Elle fut effectivement agréable, même si je n’ai pas vu âme de mammifère. Je me suis dit, “ben tiens, les mammifères ailleurs …..” (okay, blague classique je sais, je sors).
J’ai donc bougé de mon affût pour partir en billebaude. En peine futaie, j’ai entendu monsieur pic épeiche (dendrocopos major) non loin de moi.

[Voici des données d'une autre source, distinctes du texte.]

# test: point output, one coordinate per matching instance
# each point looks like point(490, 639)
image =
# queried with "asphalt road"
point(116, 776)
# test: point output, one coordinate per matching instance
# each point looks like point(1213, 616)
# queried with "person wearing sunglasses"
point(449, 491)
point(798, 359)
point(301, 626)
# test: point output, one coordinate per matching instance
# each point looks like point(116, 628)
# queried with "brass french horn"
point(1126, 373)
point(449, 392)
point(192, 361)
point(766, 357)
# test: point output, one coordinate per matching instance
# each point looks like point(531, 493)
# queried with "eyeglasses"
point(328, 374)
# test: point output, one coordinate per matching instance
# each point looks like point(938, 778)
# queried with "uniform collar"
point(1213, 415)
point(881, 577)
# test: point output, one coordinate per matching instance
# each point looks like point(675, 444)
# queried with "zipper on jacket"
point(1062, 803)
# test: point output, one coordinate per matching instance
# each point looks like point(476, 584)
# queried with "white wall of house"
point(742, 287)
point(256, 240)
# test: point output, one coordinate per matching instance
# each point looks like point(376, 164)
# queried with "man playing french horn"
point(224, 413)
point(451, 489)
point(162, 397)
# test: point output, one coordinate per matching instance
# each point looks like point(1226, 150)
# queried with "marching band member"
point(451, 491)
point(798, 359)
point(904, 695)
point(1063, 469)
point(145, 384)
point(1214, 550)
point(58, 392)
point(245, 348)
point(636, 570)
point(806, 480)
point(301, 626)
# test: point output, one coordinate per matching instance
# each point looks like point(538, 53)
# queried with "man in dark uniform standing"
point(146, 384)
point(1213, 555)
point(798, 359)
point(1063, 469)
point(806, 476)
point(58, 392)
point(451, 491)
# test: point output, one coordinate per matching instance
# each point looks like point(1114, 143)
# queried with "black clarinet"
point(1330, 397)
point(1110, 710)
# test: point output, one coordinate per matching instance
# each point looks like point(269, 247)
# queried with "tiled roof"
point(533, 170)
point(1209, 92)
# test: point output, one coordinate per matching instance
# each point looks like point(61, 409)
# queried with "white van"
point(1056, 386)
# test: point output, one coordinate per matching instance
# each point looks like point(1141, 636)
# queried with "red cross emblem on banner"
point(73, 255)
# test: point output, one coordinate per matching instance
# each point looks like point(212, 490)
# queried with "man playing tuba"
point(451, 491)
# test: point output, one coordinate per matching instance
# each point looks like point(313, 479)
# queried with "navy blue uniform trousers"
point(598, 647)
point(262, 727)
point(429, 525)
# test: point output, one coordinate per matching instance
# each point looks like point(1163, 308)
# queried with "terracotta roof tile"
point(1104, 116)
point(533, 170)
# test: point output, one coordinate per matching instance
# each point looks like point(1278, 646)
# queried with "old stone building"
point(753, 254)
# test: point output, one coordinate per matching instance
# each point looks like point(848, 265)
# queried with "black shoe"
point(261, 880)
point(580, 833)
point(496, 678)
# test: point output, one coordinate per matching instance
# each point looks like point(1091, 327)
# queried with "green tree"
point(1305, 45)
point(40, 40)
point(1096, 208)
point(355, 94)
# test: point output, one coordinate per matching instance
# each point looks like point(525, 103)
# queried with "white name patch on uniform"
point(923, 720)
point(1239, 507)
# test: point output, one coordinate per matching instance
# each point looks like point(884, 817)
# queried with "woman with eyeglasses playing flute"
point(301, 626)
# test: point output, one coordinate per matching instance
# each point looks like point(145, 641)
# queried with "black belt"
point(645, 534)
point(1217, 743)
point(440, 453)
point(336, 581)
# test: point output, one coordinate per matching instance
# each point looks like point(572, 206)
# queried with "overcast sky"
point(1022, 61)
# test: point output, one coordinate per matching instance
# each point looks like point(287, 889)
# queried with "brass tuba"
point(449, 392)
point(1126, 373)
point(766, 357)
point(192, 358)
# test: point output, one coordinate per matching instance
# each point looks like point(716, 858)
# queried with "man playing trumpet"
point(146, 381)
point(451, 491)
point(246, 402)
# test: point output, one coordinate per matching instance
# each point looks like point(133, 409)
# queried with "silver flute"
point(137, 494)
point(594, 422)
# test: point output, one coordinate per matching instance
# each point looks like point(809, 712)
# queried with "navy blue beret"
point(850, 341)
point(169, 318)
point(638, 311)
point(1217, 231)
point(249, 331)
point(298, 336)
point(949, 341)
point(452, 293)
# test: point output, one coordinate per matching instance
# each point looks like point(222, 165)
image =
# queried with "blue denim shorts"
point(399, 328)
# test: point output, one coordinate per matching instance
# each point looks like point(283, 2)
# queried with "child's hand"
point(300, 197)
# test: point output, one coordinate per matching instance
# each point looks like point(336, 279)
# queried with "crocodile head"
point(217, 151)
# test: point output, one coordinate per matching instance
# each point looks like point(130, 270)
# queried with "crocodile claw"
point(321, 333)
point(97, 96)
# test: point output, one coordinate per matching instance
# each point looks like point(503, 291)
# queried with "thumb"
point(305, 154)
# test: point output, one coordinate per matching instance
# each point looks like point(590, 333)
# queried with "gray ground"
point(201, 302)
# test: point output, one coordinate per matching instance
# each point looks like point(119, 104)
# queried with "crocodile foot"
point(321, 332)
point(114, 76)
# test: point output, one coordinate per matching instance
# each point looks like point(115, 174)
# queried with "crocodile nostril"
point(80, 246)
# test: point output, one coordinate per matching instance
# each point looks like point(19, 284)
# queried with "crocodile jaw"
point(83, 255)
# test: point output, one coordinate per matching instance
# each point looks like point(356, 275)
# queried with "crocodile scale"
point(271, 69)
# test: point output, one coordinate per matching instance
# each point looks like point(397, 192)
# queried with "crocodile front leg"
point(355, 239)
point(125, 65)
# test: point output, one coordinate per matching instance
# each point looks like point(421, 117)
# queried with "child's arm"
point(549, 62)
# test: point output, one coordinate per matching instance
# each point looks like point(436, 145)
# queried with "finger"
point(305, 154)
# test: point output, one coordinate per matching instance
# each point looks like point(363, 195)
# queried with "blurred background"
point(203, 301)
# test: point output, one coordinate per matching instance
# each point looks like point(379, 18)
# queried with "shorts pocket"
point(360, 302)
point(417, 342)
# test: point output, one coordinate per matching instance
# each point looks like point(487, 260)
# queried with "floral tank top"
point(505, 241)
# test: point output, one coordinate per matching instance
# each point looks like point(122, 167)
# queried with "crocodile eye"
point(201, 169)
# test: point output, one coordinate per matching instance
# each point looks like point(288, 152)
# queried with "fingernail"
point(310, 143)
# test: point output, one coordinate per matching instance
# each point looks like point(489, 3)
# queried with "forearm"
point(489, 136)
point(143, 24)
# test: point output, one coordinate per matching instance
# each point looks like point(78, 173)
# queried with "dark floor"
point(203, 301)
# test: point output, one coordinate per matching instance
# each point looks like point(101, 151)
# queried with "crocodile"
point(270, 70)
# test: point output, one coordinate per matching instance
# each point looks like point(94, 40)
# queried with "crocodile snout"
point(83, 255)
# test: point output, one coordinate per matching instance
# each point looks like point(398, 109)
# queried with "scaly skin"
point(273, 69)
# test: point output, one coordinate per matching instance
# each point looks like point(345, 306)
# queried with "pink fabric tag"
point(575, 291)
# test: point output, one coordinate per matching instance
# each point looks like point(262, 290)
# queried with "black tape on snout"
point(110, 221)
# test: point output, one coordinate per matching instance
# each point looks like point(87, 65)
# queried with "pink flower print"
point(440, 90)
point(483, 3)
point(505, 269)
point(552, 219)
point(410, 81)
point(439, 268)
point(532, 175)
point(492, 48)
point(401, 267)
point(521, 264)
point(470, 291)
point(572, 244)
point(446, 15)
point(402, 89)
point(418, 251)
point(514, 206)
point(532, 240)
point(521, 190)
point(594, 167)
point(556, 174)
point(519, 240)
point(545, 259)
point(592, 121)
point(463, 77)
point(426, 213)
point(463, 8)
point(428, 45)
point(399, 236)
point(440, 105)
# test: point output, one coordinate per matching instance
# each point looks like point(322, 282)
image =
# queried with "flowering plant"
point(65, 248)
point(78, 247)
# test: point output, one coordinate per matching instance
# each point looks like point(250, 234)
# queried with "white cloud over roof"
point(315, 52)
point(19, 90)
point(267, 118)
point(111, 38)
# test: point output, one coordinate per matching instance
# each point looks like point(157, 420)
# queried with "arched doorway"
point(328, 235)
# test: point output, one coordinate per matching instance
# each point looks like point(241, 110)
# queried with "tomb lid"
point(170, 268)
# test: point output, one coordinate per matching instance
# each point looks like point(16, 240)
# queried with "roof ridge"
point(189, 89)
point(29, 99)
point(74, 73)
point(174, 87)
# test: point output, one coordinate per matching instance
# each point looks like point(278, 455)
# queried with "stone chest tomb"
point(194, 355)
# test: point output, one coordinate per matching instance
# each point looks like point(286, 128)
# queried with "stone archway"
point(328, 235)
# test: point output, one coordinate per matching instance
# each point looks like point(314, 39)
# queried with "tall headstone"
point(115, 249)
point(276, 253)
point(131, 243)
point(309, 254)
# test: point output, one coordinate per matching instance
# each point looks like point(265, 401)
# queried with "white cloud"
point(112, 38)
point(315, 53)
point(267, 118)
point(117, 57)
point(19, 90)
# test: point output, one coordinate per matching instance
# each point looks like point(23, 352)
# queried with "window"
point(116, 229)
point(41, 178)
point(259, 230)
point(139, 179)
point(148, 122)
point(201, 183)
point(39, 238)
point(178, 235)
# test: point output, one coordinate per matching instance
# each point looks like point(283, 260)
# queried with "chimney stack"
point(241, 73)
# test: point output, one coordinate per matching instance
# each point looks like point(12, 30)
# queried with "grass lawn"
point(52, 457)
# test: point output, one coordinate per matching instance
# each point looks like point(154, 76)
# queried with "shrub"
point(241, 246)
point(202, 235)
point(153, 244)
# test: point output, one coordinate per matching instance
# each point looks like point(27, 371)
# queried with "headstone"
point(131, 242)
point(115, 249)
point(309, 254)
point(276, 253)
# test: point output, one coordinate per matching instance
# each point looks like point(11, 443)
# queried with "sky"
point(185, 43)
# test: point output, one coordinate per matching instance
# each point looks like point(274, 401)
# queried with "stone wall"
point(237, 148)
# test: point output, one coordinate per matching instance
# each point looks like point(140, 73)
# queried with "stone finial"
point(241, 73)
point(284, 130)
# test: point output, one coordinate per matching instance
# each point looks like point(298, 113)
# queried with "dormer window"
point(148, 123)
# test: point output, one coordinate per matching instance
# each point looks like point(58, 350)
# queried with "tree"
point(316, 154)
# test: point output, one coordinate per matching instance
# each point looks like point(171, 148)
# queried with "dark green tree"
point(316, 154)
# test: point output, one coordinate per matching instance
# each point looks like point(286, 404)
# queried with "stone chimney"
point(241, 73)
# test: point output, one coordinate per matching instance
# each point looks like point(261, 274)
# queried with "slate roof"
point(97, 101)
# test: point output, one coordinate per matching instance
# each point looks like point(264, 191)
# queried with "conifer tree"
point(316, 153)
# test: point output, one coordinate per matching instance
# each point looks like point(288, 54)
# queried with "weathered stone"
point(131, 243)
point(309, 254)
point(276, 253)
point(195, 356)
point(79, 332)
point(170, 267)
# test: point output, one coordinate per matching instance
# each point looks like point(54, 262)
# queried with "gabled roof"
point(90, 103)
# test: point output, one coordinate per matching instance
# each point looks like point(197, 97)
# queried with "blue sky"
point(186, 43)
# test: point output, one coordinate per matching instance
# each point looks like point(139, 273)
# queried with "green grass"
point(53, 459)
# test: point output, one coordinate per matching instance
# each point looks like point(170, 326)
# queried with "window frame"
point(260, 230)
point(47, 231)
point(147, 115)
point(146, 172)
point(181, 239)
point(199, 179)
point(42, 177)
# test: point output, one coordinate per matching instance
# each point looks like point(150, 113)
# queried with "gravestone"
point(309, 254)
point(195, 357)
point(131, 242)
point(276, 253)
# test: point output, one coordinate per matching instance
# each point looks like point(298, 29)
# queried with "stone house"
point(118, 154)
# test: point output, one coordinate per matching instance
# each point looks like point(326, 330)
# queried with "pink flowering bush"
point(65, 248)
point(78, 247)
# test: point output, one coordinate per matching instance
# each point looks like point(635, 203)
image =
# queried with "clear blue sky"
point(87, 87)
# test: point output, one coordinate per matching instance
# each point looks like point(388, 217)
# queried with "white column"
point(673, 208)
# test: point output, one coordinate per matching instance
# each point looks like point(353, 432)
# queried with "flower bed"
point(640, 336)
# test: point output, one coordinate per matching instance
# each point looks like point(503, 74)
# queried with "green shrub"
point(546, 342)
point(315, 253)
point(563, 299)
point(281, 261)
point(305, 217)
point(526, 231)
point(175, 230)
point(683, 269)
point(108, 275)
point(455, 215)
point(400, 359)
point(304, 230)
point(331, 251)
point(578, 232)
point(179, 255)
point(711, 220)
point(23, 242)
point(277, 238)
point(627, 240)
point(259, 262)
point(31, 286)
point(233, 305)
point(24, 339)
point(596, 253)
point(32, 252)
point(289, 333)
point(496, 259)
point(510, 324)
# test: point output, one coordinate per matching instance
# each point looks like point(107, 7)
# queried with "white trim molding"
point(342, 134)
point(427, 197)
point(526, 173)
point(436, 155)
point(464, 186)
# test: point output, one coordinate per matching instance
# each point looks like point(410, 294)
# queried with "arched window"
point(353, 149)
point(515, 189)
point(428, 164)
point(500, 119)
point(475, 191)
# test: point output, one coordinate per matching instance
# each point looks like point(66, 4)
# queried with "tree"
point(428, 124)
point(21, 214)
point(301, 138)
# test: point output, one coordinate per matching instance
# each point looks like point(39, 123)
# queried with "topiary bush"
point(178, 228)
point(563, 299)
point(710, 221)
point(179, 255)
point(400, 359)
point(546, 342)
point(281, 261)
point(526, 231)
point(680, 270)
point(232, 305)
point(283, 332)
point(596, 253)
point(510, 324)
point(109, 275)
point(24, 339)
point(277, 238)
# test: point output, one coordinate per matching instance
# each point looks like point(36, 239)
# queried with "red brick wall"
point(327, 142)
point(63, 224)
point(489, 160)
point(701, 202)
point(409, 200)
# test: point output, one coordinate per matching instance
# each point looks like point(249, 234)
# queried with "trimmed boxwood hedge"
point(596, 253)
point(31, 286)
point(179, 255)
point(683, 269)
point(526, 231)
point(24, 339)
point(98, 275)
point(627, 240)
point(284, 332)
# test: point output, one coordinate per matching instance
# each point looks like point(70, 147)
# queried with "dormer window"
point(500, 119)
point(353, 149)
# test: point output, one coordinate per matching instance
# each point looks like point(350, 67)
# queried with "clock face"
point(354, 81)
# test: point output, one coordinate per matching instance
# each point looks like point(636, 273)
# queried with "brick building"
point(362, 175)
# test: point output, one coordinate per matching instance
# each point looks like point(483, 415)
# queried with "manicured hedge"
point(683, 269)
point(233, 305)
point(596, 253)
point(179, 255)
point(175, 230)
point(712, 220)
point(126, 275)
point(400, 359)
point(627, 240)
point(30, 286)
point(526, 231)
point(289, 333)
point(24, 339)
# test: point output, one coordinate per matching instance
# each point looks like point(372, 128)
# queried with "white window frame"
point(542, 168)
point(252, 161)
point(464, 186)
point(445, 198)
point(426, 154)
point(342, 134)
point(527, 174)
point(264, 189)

Je me suis approché, essayant de le voir, la neige craquant sous mes chaussures, je ne voulais pas le faire fuir même s’il n’est pas vraiment farouche (il faut dire à la hauteur qu’il se tient le bougre). Balayage aux jumelles, ça y est je l’ai, presque au sommet des 7 ou 8 m de cet arbre mort à une douzaines de mètres de moi. Je fais quelques photos, le 300mm étant trop juste pour le petit piciforme. J’ai tenté de m’approcher encore, au moins pour ne plus avoir la petite branche qui le coupe en deux sur les photos, mais il s’est enfui.
J’ai continué mon périple. Cela faisait 4 heures que je marchais lorsque j’ai décidé qu’il était temps de redescendre. J’emprunte mon petit parcours habituel qui passe aux abords d’un petit bois, même pas à 5 minutes de l’appartement et voilà que j’entends un autre pic. Je m’approche du bruit de frappe en scrutant les arbres un par un. Il est vraiment proche, mais je ne vois rien. Le bruit est fort et presque.. métallique. Je regarde un peu plus à gauche derrière les arbres et dans ma tête je me dis “Non, ce pylône derrière, ce n’est pas possible…“, je dirige mes jumelles tout de même vers celui-ci et oui! Un pic est bien là, presque au sommet du pylône EDF le frappant de son bec comme si c’était un arbre, cherchant pitance. Le pauvre, elle est dure cette écorce.
Ce comportement est un marquage de territoire sonore.
Il s’est laissé tirer le portrait également, malgré l’horrible bruit de la neige gelée sur le dessus pendant la nuit qui craque dans un bruit infernal.